When the Nobel Assembly at the Karolinska Institute awarded the 1991 Nobel Prize in Physiology or Medicine to Erwin Neher and Bert Sakmann, the committee announced that their work on ion channels “opened a way to develop new and more specific drugs.” But nearly two decades later, that promise remains largely unfulfilled.
The problem is that while ion channels might make for fantastic drug targets—accounting for an estimated $12 billion in pharmaceutical company revenue in 2002 (1)—they also make for lousy screens. Those drugs currently on the market are the fruits of serendipity, not high-throughput screening (HTS), says Michael Dabrowski, head of AstraZeneca's three-year Global Ion Channel Initiative (GICI). GICI is a technology development program launched in 2006 whose goal “is to enable … and to raise increased awareness about ion channel lead generation internally at AstraZeneca as well as externally.”
“Ion channels were always underserved because the throughput—the rate at which you could study how drugs affect them—was very low,” says Arthur “Buzz” Brown, president and CEO of ChanTest, an ion channel screening service provider located in Cleveland, Ohio. Thanks to technologic developments over the past decade, however, that trend is beginning to change.
The “Art” of the ScreenIn a business where speed and cost are everything, ion channels don't fit neatly into the traditional process of drug discovery. Pharmaceutical companies cannot easily apply their million-compound libraries to ion channels, because these channels don't behave like other proteins. Ion channels are membrane-spanning macromolecules that regulate the flow of charged molecules such as Na+, K+, Cl−, and Ca2+ across an otherwise impermeable barrier. They don't catalyze enzymatic reactions, and induce no secondary, amplified signal. Instead, upon activation—whether by changes in voltage, ligand binding, or mechanical force—these channels open, creating a pore in the membrane through which charged molecules can flow.
The resulting currents are small and fast—on the order of picoamperes and often occurring on a millisecond timescale. Yet they are substantial enough to kick-start a chain reaction that, depending on the context and location, results in effects as varied as pain, muscle contraction, or even fertilization.

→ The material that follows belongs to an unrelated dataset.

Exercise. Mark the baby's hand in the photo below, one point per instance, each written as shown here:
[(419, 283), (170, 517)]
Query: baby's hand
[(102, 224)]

The bottom line is that it's not enough to know whether a potential drug compound binds a particular ion channel; scientists need to actually measure its impact on that flow of ions across the cell membrane. Researchers can measure these electrophysiologic changes indirectly, by using voltage-or ion-sensitive fluorescent dyes or atomic absorption spectroscopy for instance. But to do it right—that is, to directly measure the current flow across individual ion channels—requires the technique that won Neher and Sakmann their Nobel prize: patch clamping.
In traditional patch clamping, a glass microelectrode (basically a drawn-out micrometer-wide glass pipet with buffer and an electrode inside) is coupled to a cell membrane under a microscope. Suction is then applied to form a seal between the pipet tip and the piece of membrane to which it is attached (the “patch”). In such a system, ion flow across the membrane (mediated by ion channels) produces current that can be recorded by the electrode. The goal is to hold the transmembrane voltage difference steady—that is, “clamp” it—and measure the current. That's not to say the voltage remains constant throughout the experiment: oftentimes, current is recorded while modulating the voltage to mimic, for instance, a cardiac action potential.
Data-rich, the resulting technique is nonetheless a bottleneck. The low-throughput, manual process requires a skilled operator, is done one cell at a time, and is, says David Yamane, MDS Analytical Technologies' senior director for drug discovery marketing, “more art than science.” In contrast, planar patch clamp systems may be run by technicians, and are amenable to scale-up and robotic integration.